Holy books are revelations from Allah (God), which He transmitted to humans through his angel Gibrael (Gabrial). In the sequence of sending prophets and messengers to humanity, Allah Almighty conveyed his words to them through the medium of angels.

Muslims refer to these divine messages as revelations (Ilmun Wahi). The angel assigned the responsibility of delivering this knowledge of revelation (Wahi) is Gebrael (Gabriel). The prophets and messengers have played a crucial role in accurately transmitting this knowledge to people.

Later, Muslim scholars compiled and saved these divine instructions as written scriptures and books.

Some of the Holy Books Believed By Muslims

Muslims around the world follow the teachings of the Quran, which they believe to be the final revelation from God.

However, the Islamic faith also acknowledges that God sent several other scriptures and revelations to different prophets before Prophet Muhammad.

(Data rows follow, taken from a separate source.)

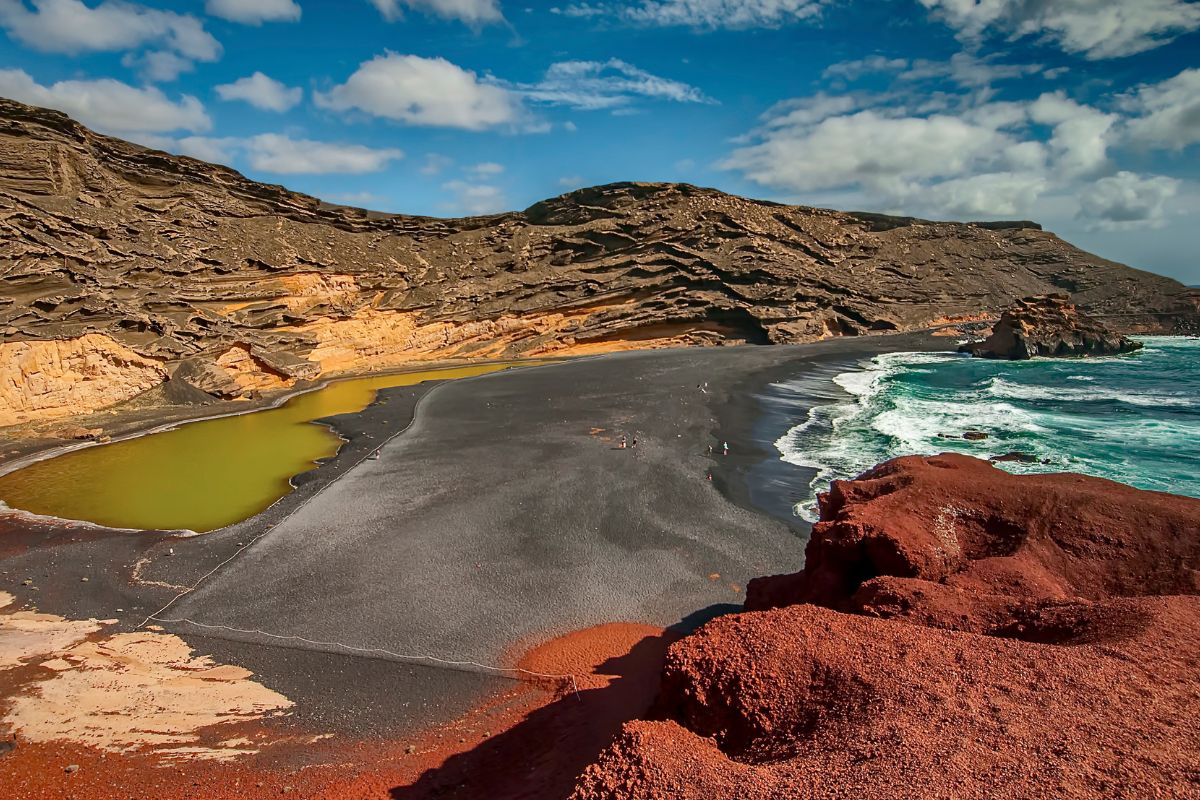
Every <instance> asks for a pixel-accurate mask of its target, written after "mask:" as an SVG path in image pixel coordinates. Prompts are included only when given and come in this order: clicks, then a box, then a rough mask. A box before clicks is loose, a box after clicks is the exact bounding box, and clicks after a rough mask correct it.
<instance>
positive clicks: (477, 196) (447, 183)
mask: <svg viewBox="0 0 1200 800" xmlns="http://www.w3.org/2000/svg"><path fill="white" fill-rule="evenodd" d="M442 188H444V190H446V191H449V192H452V193H454V196H455V203H456V206H455V207H457V209H460V210H461V211H463V212H466V213H476V215H478V213H497V212H498V211H504V210H505V206H506V204H508V200H505V198H504V192H502V191H500V190H499V187H497V186H492V185H490V184H472V182H469V181H449V182H446V184H443V185H442Z"/></svg>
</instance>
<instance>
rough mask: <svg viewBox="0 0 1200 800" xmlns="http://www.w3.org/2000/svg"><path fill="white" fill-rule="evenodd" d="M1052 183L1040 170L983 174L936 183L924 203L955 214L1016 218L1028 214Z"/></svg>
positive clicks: (954, 214) (978, 216)
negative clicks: (1038, 199)
mask: <svg viewBox="0 0 1200 800" xmlns="http://www.w3.org/2000/svg"><path fill="white" fill-rule="evenodd" d="M1048 186H1049V181H1048V180H1046V178H1045V176H1044V175H1040V174H1038V173H1024V172H1002V173H983V174H980V175H968V176H966V178H953V179H950V180H948V181H942V182H940V184H935V185H934V186H931V187H929V197H928V198H926V199H925V200H924V203H925V204H926V207H935V209H938V210H940V211H942V212H943V213H947V215H949V216H954V217H964V218H978V217H983V216H1001V217H1015V216H1020V215H1022V213H1026V212H1027V211H1028V209H1030V207H1031V206H1032V205H1033V203H1034V200H1037V198H1038V197H1039V196H1040V194H1042V192H1044V191H1045V190H1046V187H1048Z"/></svg>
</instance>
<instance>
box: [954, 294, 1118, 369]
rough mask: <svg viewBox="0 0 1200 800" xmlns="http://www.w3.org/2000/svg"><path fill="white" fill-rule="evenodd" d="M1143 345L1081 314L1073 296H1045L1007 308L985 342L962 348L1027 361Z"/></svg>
mask: <svg viewBox="0 0 1200 800" xmlns="http://www.w3.org/2000/svg"><path fill="white" fill-rule="evenodd" d="M1139 348H1141V342H1132V341H1129V339H1128V338H1127V337H1124V336H1121V335H1120V333H1117V332H1116V331H1114V330H1111V329H1110V327H1108V326H1106V325H1104V324H1103V323H1100V321H1099V320H1096V319H1092V318H1091V317H1087V315H1086V314H1081V313H1079V309H1078V308H1075V306H1074V303H1072V302H1070V296H1069V295H1064V294H1051V295H1043V296H1040V297H1027V299H1025V300H1019V301H1018V302H1016V303H1014V305H1013V307H1012V308H1007V309H1006V311H1004V313H1003V314H1001V317H1000V321H998V323H996V325H995V327H992V330H991V336H989V337H988V338H986V339H984V341H982V342H972V343H968V344H964V345H962V347H960V348H959V350H960V351H962V353H970V354H972V355H977V356H983V357H985V359H1007V360H1009V361H1024V360H1026V359H1032V357H1034V356H1039V355H1043V356H1061V357H1069V356H1094V355H1120V354H1122V353H1132V351H1134V350H1136V349H1139Z"/></svg>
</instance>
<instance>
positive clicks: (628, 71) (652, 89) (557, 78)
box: [514, 59, 713, 110]
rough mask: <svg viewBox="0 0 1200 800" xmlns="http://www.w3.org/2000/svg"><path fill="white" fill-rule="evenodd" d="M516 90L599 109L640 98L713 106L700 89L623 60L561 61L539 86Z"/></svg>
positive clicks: (532, 99) (549, 102)
mask: <svg viewBox="0 0 1200 800" xmlns="http://www.w3.org/2000/svg"><path fill="white" fill-rule="evenodd" d="M514 89H515V90H516V91H520V92H521V94H522V95H523V96H524V97H527V98H528V100H530V101H533V102H538V103H547V104H554V106H569V107H571V108H576V109H581V110H595V109H604V108H617V107H620V106H628V104H629V103H630V102H632V101H634V100H636V98H638V97H644V98H650V100H665V101H672V102H677V103H712V102H713V101H712V100H710V98H709V97H707V96H706V95H704V92H702V91H701V90H700V89H696V88H695V86H690V85H688V84H685V83H682V82H679V80H671V79H670V78H660V77H658V76H655V74H652V73H649V72H647V71H646V70H640V68H638V67H635V66H634V65H632V64H628V62H625V61H622V60H620V59H608V60H607V61H559V62H558V64H552V65H551V66H550V68H548V70H547V71H546V74H545V77H544V78H542V79H541V80H540V82H538V83H536V84H520V85H515V86H514Z"/></svg>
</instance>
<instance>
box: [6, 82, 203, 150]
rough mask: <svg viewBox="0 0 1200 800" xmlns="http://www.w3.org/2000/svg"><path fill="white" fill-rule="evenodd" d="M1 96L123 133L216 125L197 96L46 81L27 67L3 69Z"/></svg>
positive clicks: (131, 133)
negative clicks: (36, 79)
mask: <svg viewBox="0 0 1200 800" xmlns="http://www.w3.org/2000/svg"><path fill="white" fill-rule="evenodd" d="M0 95H2V96H5V97H11V98H12V100H16V101H19V102H22V103H29V104H30V106H43V107H46V108H56V109H59V110H60V112H65V113H67V114H70V115H71V116H73V118H74V119H77V120H79V121H80V122H83V124H84V125H86V126H89V127H92V128H96V130H97V131H102V132H104V133H115V134H121V136H130V134H138V133H166V132H168V131H208V130H209V128H210V127H211V126H212V124H211V121H210V120H209V116H208V114H205V112H204V106H203V104H202V103H200V101H198V100H197V98H194V97H192V96H190V95H184V96H181V97H180V98H179V100H178V101H172V100H170V98H168V97H167V96H166V95H163V94H162V91H160V90H158V89H156V88H154V86H146V88H144V89H137V88H134V86H131V85H128V84H124V83H121V82H120V80H113V79H112V78H101V79H98V80H60V82H58V83H55V84H52V85H49V86H43V85H41V84H38V83H37V82H36V80H34V79H32V78H31V77H30V76H29V73H26V72H25V71H23V70H0Z"/></svg>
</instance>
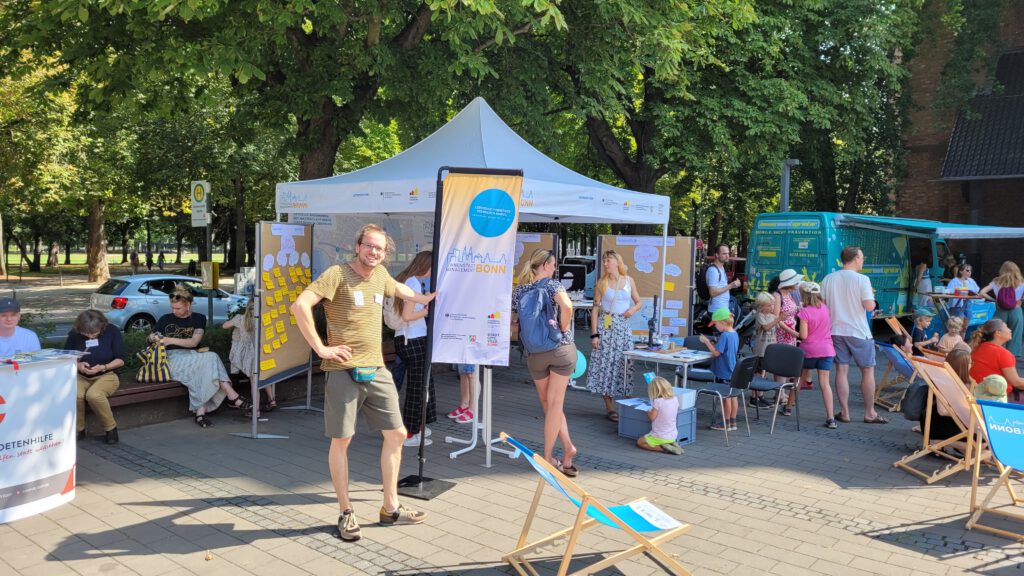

Believers consider these texts holy and significant in Islamic theology, but they hold the Quran in the highest regard. Let’s explore these revered texts.

Holy Books sent By Allah

The Quran:

The Quran is the central religious text of Islam, which Muslims believe to be a revelation from God. People widely regard the Quran as the finest work in classical Arabic literature. It divides into chapters (surahs) and verses (ayahs). Muslims believe that the angel Gebrael (Gabriel) verbally revealed the Quran to Prophet Muhammad over approximately 23 years. Beginning in 610 CE, when Muhammad was 40, and concluding in 632 CE, the year of his death.

The Tawrat (Torah):

Muslims believe that God revealed the Tawrat to Prophet Moses (Musa), often equating it with the Torah of the Jewish faith. Islamic teachings assert that the original revelations to Moses have become corrupted or lost over time. The Quran mentions the Tawrat as a source of wisdom and guidance.

The Zabur (Psalms):

Muslim people believe that God gave the Zabur to Prophet David (Dawud), and it matches the Psalms in the Hebrew Bible. The Quran talks about the Zabur as a collection of songs and prayers to God.”

The Injil (Gospel):

Muslims believe that God revealed the Injil to the Prophet Jesus (Isa). In Islamic theology, the Injil is not synonymous with the New Testament or the Gospels found in the Christian Bible. Instead, it refers to an original gospel, which Muslims believe God gave to Jesus. Like the Tawrat, Muslims believe that people have altered the original texts of the Injil over time.

The Scrolls of Abraham (Suhuf-i-Ibrahim):

Though not often mentioned, believers consider the Scrolls of Abraham as one of the earliest bodies of scripture, given to Prophet Abraham (Ibrahim). They believe these scrolls contained the revelations Abraham received from God. However, the exact contents remain largely unknown because the scrolls are considered lost.”

Other Scriptures:

In addition to these primary texts, Islamic tradition speaks of other prophets who received messages from God. While these are not necessarily compiled into the same specific books or scriptures as the above-mentioned ones, they are still considered part of the divine revelations in the Islamic faith.

In conclusion, while the Quran is the most important and final revelation in Islam, Muslims acknowledge and respect several other scriptures as part of their religious heritage. These texts are believed to have guided previous prophets and their communities and are seen as important elements in the history of monotheistic faith.